Matthäus 4, 12 – 17
12 Da nun Jesus hörte, dass Johannes gefangen gesetzt worden war, zog er sich nach Galiläa zurück.
Es ist nicht das Interesse des Evangelisten, eine nahtlose Erzählung zu präsentieren. Er reiht Texte aneinander.. Genauer: Geschichten, die im Umlauf sind. Erzählungen, die auf den Weg Jesu zurückblicken. Oft ohne jede Anmerkung, ohne den Versuch, den Leser*innen den Fortgang des Evangeliums plausibel zu machen..
Jesus ist also zurückgekehrt aus der Wüste.
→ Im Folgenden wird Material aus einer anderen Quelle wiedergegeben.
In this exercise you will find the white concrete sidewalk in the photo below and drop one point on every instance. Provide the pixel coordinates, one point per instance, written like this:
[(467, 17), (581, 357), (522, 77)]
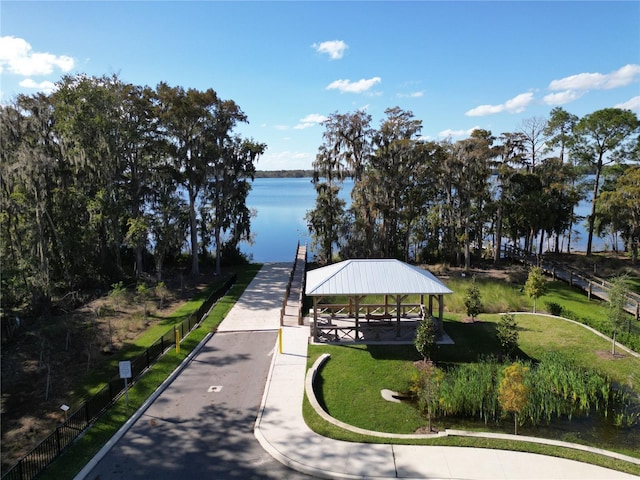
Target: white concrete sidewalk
[(281, 430)]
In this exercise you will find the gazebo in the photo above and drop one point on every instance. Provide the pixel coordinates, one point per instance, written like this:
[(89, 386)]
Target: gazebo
[(403, 287)]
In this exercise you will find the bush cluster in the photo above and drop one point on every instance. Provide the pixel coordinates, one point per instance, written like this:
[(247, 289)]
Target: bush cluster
[(557, 388)]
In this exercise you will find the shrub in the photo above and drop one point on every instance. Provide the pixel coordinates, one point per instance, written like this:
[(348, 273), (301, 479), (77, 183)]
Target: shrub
[(425, 337), (507, 333), (554, 308), (473, 300)]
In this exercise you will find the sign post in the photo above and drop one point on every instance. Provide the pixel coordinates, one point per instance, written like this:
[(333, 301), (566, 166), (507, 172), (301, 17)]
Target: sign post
[(125, 372)]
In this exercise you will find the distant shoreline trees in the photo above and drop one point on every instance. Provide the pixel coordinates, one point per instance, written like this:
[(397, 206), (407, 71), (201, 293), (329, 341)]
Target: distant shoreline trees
[(426, 201)]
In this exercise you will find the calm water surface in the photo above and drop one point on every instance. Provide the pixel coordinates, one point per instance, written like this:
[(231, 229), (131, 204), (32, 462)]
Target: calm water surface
[(282, 203)]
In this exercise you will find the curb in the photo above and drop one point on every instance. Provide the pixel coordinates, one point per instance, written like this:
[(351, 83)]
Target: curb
[(309, 390), (143, 408)]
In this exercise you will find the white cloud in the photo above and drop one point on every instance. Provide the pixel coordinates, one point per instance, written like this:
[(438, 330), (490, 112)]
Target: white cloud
[(334, 48), (563, 97), (347, 86), (17, 56), (310, 120), (598, 81), (411, 95), (515, 105), (631, 104), (457, 133), (286, 161), (45, 86)]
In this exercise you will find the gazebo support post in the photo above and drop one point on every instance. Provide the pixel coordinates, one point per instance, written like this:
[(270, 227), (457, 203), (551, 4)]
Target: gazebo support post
[(357, 300), (431, 305), (315, 319), (440, 314)]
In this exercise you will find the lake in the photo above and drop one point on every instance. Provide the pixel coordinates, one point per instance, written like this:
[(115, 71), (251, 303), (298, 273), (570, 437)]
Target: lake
[(281, 204)]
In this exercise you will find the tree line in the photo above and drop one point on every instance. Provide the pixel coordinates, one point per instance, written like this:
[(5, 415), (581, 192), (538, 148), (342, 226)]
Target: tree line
[(103, 180), (425, 201)]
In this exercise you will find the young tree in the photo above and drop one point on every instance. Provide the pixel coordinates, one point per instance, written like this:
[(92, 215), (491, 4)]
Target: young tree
[(601, 138), (426, 386), (536, 285), (507, 333), (473, 299), (425, 339), (513, 393), (616, 314)]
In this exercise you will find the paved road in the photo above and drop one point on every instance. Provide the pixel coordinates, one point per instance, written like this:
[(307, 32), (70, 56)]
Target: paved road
[(195, 431)]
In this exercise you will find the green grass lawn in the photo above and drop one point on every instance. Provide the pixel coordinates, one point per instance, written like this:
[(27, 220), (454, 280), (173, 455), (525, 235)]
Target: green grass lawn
[(350, 382)]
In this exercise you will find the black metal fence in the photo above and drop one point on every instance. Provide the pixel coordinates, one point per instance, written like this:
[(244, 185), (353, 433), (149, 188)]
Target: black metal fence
[(34, 462)]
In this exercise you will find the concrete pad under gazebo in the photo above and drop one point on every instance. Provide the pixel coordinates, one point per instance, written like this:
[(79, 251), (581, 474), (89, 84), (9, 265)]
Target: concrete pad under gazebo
[(356, 280)]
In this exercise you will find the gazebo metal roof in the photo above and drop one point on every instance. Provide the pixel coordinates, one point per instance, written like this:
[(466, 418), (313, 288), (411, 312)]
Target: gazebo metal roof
[(372, 277)]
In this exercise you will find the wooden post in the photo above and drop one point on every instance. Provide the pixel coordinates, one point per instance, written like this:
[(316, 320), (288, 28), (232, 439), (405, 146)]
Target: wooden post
[(440, 314), (315, 318), (357, 316), (398, 305)]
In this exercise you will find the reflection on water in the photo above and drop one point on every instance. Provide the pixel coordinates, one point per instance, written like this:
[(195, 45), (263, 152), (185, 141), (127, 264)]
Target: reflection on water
[(282, 203)]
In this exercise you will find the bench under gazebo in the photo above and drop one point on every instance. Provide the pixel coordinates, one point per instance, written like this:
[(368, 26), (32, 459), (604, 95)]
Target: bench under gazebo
[(344, 311)]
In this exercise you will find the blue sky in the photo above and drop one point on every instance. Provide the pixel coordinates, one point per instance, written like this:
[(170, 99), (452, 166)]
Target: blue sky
[(456, 65)]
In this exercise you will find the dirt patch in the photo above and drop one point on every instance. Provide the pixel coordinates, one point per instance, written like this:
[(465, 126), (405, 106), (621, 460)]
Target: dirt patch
[(607, 355), (49, 359)]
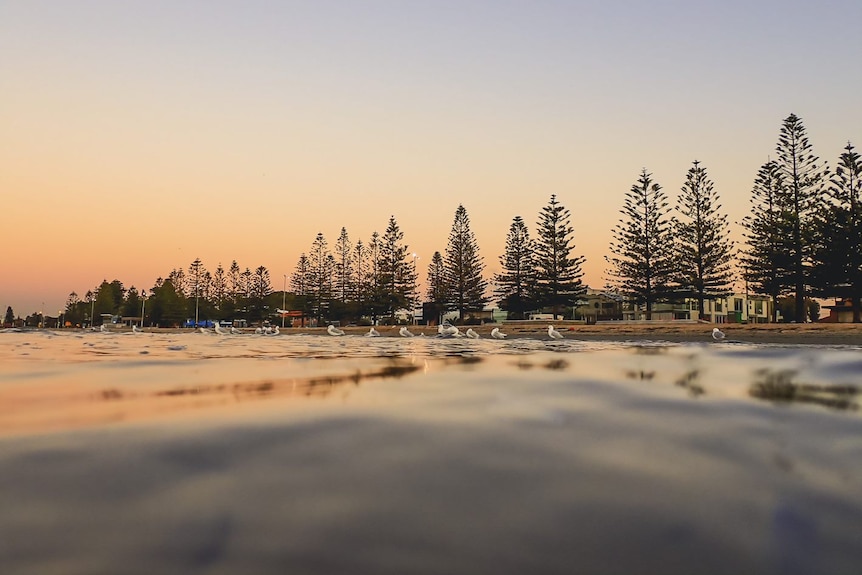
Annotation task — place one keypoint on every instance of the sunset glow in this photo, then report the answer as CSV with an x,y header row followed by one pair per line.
x,y
138,136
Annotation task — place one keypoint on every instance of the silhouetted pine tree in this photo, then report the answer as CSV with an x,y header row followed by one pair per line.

Aus der so „unwirklichen“ Wirklichkeit des Ringens mit dem Versucher in die wirkliche Welt. Aus der Einsamkeit der Wüste nicht in eine große Öffentlichkeit, sondern in eine Art „Rückzugs-Gebiet“, nach Galiläa. Dort hört er, dass Johannes gefangen gesetzt worden war. Παραδίδωμι – dahingegeben heißt im Griechischen, was in der Luther-Übersetzung gefangen gesetzt ist – das gleiche Wort, das für das Ausgeliefert Werden (20,18) Jesu in der Passion verwendet werden wird. Aber noch ist es nicht so weit. Jesus entzieht sich dem Machtbereich des Herodes und geht nach Galiläa. „Jesus geht allein deshalb nach Galiläa, weil es dem göttlichen Plan entspricht, dass er im Galiläa der Heiden wirkt.“ (U. Luz, aaO. S. 170)
Johannes begibt sich nicht in Gefangenschaft, er erleidet dieses Schicksal, gefangen gesetzt zu werden. Er ist in diesem Geschehen nicht aktiv, sondern passiv. Darum zögere ich ein wenig zuzustimmen: „Die Formulierung im Passiv deutet an, dass Gott auch dabei seine Hand im Spiel hat, obwohl das die Schuld der daran beteiligten Menschen nicht mindert. Auch das Schicksal des Täufers ist Konsequenz eines Auftrages, zu dem ihn Gott gesandt hat.“(W. Klaiber, Das Matthäus-Evangelium. Teil 1, Neukirchen 2015, S. 67) Nicht jedes Passiv deutet zwangsläufig auf Gottes Mitwirken hin. es erklärt sich manchmal auch einfach aus den Abläufen. Dass das Schicksal des Täufers letztlich aus seiner Treue zu seinem Auftrag erwächst, dem ist sicher zuzustimmen.
Warum reagiert Jesus auf die Nachricht von der Festnahme Johannes mit einem Ortswechsel? Es könnte sein, dass er befürchtet, in diese „Geschichte“ mit hineingezogen zu werden. Das würde allerdings voraussetzen, dass er sich irgendwie dem Johanneskreis zugeordnet fühlte. Darüber gibt es nur Spekulationen, keinen textfesten Informationen. Immerhin mag es sein, dass so etwas wie Furcht den Wechsel des Wohnortes mit bestimmt.